Our
great life experience started with an e-mail from my daughter,
Dr. Elise DeVore. She was in Mali West Africa on a grant
to bring medical services to an undeserved part of the world.
She would write telling me of the wonderful people she had
met and their desperate struggle for daily survival.
Dad,
can you bring some medicine? The people don't have much
money and can't afford medical care, and don't get any.
It is really very sad. There is no public assistance
for medical care or anything for that matter. The family
I am living with is quite the exception. Most everyone
else is quite poor.
Can
you Imagine sending children home to die because the family
can't afford to pay the hospital bill. Vaccinations not
given because they cost 20 cents.
On March 11th 2000, my
wife, Jill, my son, Jay, and I, boarded an airplane for Mali
to deliver emergency medical care to the people. Three airplanes
and 28 hours later we arrived in Bamako, the capital of Mali
in Northwest Africa at the edge of the Sahara.
The
trip was the result of loving donations from the people of
the United States. We were able to deliver 420 pounds of precious
medicine to the pediatric intensive care unit, to my daughter's
village, and the S.O.S. orphanage outside of Bamako. The lives
that we have touched are uncountable. My patients and friends
ask me about the trip. Was it fun? No! Did you eat well? No!
Were you comfortable? No!

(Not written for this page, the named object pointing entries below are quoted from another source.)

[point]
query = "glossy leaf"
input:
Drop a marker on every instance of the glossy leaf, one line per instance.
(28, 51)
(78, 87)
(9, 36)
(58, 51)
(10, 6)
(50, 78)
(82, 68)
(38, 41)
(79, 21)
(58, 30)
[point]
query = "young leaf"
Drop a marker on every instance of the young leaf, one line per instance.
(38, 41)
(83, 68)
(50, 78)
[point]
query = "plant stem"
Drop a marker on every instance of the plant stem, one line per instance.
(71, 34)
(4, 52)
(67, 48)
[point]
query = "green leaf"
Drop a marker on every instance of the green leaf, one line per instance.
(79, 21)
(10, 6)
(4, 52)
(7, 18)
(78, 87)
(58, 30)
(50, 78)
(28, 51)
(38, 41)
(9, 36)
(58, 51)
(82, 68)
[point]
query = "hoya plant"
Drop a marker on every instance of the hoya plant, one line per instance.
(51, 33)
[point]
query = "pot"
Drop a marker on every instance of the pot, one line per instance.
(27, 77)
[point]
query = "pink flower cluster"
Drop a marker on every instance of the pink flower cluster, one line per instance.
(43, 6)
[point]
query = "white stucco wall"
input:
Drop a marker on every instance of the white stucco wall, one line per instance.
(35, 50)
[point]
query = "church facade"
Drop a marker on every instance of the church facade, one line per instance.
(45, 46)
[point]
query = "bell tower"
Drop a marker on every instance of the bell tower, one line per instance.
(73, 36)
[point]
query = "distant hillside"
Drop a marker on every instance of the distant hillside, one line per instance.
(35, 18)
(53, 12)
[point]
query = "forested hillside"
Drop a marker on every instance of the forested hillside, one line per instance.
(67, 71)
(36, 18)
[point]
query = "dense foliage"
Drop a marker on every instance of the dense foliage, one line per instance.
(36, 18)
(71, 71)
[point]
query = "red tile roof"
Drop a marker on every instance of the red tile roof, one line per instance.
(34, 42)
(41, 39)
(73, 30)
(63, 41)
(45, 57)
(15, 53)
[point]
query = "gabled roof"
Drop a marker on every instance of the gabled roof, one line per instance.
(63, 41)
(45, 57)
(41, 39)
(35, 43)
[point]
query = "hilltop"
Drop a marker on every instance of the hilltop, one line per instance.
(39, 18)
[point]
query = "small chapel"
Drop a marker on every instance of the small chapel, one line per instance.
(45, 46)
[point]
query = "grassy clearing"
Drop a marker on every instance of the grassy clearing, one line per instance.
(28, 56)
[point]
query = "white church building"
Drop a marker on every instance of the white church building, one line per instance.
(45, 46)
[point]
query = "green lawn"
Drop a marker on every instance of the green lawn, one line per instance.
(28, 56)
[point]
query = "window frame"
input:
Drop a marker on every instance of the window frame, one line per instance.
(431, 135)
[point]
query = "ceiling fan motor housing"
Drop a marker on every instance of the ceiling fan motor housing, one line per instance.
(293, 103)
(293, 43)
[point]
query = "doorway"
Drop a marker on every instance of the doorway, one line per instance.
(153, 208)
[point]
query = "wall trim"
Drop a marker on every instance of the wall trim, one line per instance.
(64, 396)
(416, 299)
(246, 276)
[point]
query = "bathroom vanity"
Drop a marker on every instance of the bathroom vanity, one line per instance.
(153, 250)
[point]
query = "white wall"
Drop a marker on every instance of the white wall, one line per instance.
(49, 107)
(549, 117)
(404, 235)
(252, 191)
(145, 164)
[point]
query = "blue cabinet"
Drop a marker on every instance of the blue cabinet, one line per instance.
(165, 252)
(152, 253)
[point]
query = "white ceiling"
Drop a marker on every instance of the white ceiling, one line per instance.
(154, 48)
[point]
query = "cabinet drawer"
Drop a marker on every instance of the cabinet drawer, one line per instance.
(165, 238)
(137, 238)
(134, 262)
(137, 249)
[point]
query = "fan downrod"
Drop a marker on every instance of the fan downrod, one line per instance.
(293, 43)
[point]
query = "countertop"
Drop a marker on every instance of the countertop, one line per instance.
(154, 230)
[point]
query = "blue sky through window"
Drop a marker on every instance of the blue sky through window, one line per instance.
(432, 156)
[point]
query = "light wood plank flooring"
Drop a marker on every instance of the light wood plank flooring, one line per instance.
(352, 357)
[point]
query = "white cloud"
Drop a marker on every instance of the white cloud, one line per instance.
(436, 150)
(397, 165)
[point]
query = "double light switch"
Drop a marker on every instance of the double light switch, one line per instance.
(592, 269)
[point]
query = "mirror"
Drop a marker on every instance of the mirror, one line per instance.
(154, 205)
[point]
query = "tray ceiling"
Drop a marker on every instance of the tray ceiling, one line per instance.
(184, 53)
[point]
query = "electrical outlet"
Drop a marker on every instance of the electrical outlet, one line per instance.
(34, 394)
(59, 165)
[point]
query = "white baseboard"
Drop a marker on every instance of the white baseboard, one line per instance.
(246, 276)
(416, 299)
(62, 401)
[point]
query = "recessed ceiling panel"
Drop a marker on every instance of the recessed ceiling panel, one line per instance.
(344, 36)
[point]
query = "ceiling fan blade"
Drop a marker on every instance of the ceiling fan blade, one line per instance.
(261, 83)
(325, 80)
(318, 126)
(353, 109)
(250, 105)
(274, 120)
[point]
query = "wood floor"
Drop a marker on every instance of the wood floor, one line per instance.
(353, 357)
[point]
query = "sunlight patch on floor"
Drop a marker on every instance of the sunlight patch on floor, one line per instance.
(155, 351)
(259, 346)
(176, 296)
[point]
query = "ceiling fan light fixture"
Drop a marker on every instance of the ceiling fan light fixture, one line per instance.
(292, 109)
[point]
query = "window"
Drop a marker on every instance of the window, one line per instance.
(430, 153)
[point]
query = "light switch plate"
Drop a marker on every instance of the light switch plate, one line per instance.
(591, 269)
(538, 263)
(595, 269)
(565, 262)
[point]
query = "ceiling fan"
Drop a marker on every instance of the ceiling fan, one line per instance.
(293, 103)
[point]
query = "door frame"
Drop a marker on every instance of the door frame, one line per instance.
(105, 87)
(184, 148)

The voyage was a trip of discomfort
that mentally and physically drained myself and my family.
It was a trip directed and sponsored by God and it gave my
life a much deeper purpose.
Even
the people I lodge with in the village can't afford to get
their daughter vaccinated for the price of 150 CFA's which
is about 20 cents. It has raised a lot of questions about
privilege, technology, the wealth of America etc. I just don't
feel I have any good satisfying answers.
Our
mornings began at sunrise with the clanging of water buckets
as mothers lined up at the solar water pump to get their
daily water. Crowds of children would follow me around out
of curiosity and to see some small magic tricks I brought.
They laughed and smiled, but their bellies told a story of
malnutrition. As the day progressed , the temperature rose
to 110 degrees without a cloud in the sky. Afternoon was
a time to sleep. This world has no air conditioning. The
village would reanimate in the evening and everyone would
gather around the only light in town (an 18 watt fluorescent)
to listen to the tom-toms play.
These people work hard, especially the women, but they have
so little. The land is barren, and the men work very hard
to cultivate potatoes, peanuts, and tobacco. It is very laborious.
After the presentation of the medicine to the village and
treating many patients, a great gift of a chicken was given
to me and we enjoyed it under a Baobob tree with a full moon.
The days passed and time went slowly. It was a teary experience
when we left Elise's village.At
the pediatric hospital in Bamako, my neonatologist friend,
Dr. Tatiana Keita, pleaded with me to return with a ventilator.
"...to save the babies."
I
told her, we would. With God's graces I obtained two pulse
oximeters and two Sechrist pediatric ventilators.